O. E. Wyckoff, Grafton, W. Va., for appellant.

Melva M. Graney, Sp. Asst. to the Atty. Gen. (Charles S. Lyon, Asst. Atty. Gen., Ellis N. Slack, Sp. Asst. to the Atty. Gen., and Howard Caplan, U. S. Atty., Clarksburg, W. Va., on the brief), for appellee.

Before PARKER, Chief Judge, and SOPER and DOBIE, Circuit Judges.

PARKER, Chief Judge.


This is an appeal by a taxpayer in an action against a Collector of Internal Revenue to recover income taxes paid in response to a deficiency assessment. The questions involved relate to the proper treatment for income tax purposes of expenditures made in opening up an abandoned coal mine and recovering by a process of retreat mining the pillar coal which had been left therein. Work began in January 1945 and the District Judge held that expenditures made from that time until June 15, 1945, should be charged to capital recoverable through depletion. Taxpayer contends that they should be deducted from income as ordinary and necessary expenses or, in the alternative, that the mine should be considered as in the developmental stage until October 1, 1945, with deduction of all such expenditures from net receipts. We think that the decision of the District Judge was correct, and that little need be added to his opinion, reported in 104 F.Supp. 606.
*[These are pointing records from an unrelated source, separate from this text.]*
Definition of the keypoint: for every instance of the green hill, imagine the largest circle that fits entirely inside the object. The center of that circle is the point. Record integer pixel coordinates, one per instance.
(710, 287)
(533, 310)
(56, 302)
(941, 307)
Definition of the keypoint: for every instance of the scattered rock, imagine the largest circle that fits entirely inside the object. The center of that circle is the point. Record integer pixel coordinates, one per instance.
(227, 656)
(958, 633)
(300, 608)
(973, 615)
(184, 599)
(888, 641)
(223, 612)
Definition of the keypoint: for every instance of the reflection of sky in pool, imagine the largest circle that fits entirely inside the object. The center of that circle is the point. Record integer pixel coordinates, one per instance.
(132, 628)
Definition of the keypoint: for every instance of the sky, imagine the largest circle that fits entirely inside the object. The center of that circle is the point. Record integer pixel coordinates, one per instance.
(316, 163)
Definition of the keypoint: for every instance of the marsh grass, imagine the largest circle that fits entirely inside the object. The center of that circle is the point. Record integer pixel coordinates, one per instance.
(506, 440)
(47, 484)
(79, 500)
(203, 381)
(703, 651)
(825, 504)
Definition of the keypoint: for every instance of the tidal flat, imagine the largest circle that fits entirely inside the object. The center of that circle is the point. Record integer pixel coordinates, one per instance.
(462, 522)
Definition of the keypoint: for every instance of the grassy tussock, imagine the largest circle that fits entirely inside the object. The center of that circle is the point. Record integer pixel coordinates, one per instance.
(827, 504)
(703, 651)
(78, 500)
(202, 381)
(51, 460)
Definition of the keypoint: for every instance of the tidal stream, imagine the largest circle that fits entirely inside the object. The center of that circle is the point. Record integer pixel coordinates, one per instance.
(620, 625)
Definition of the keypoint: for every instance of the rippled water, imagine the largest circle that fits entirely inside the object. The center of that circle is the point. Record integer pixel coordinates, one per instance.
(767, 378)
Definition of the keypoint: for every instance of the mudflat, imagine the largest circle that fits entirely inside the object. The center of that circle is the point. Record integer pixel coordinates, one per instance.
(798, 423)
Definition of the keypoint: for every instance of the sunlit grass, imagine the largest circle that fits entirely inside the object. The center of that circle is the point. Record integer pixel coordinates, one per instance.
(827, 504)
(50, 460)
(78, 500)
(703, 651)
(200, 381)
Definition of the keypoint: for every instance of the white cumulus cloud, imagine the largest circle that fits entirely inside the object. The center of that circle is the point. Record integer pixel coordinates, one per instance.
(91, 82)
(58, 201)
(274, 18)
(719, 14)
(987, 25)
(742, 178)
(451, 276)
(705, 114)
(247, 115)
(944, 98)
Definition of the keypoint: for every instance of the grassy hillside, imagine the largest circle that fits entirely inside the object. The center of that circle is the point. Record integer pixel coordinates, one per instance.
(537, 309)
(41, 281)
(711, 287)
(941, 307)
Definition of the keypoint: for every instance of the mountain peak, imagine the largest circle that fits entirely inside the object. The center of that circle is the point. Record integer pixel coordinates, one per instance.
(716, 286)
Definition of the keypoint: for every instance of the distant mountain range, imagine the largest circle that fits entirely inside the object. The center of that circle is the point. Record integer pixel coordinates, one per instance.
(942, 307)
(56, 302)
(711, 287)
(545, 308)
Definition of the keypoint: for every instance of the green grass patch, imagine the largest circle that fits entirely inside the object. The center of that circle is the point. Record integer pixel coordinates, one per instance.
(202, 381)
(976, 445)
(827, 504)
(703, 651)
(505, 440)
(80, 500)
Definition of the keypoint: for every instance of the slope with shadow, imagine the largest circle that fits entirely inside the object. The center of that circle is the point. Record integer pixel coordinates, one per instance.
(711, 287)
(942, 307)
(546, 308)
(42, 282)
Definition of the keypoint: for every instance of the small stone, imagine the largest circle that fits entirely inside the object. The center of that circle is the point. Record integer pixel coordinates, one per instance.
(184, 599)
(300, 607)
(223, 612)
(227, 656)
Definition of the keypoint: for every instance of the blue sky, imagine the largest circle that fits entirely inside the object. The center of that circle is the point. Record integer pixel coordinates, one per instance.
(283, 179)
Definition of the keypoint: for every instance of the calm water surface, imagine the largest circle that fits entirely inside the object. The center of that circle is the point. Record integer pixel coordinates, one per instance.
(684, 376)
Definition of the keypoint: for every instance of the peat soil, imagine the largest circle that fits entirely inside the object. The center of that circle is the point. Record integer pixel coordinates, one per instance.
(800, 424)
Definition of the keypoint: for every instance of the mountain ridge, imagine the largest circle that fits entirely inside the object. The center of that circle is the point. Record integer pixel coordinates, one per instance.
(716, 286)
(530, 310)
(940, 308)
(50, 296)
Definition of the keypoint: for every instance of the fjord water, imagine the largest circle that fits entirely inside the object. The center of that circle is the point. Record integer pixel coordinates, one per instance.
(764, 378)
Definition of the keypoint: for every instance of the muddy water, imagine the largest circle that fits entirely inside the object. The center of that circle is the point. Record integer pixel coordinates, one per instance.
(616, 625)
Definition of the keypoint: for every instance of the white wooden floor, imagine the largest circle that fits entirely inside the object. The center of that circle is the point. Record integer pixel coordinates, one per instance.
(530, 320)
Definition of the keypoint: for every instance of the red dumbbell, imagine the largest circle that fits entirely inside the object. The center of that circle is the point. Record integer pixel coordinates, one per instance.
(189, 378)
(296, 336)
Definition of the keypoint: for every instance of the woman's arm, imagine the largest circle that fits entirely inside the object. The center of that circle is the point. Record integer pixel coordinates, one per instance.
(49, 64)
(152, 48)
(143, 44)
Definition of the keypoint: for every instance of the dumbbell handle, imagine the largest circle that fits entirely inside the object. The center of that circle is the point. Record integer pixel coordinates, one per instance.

The regulation applicable is Treasury Regulation 111 sec. 29.23(m) — 15, which is as follows:


"Sec. 29.23(m) — 15. Allowable Capital Additions in Case of Mines. — All expenditures in excess of net receipts from minerals sold shall be charged to capital account recoverable through depletion while the mine is in the development stage. The mine will be considered to have passed from a development to a producing status when the major portion of the mineral production is obtained from workings other than those opened for the purpose of development, or when the principal activity of the mine becomes the production of developed ore rather than the development of additional ores for mining.


"(b) Expenditures for plant and equipment and for replacements, not including expenditures for maintenance and for ordinary and necessary repairs, shall ordinarily be charged to capital account recoverable through depreciation. Expenditures for equipment (including its installation and housing) and for replacements thereof, which are necessary to maintain the normal output solely because of the recession of the working faces of the mine, and which (1) do not increase the value of the mine, or (2) do not decrease the cost of production of mineral units, or (3) do not represent an amount expended in restoring property or in making good the exhaustion thereof for which an allowance is or has been made, shall be deducted as ordinary and necessary business expenses."


The facts are that taxpayer, the Alsted Coal Company, early in the year 1945 acquired from the Consolidation Coal Company the Gypsy Mine, which had been abandoned 17 years before after all except the "pillar" coal had been removed from it. The purpose of the acquisition was to mine the pillar coal through what is called "retreat" mining, i. e. by working back from a remote portion of the mine toward the entrance and permitting the roof to fall in as the pillars of coal supporting it were removed. During the 17 years that the mine had been lying dormant water had drained into it, timbers supporting the roof had rotted and much debris had accumulated in the headings and rooms as the result of roof falls. Beginning in January 1945 and continuing until June 15 of that year, expenditures aggregating $33,148.99 were made in pumping water, clearing debris, retimbering, constructing a tipple, changing an old manway into a haulway, laying rails and pipe, stringing wires and generally doing what was necessary to reach the pillar coal and make possible its removal from the mine.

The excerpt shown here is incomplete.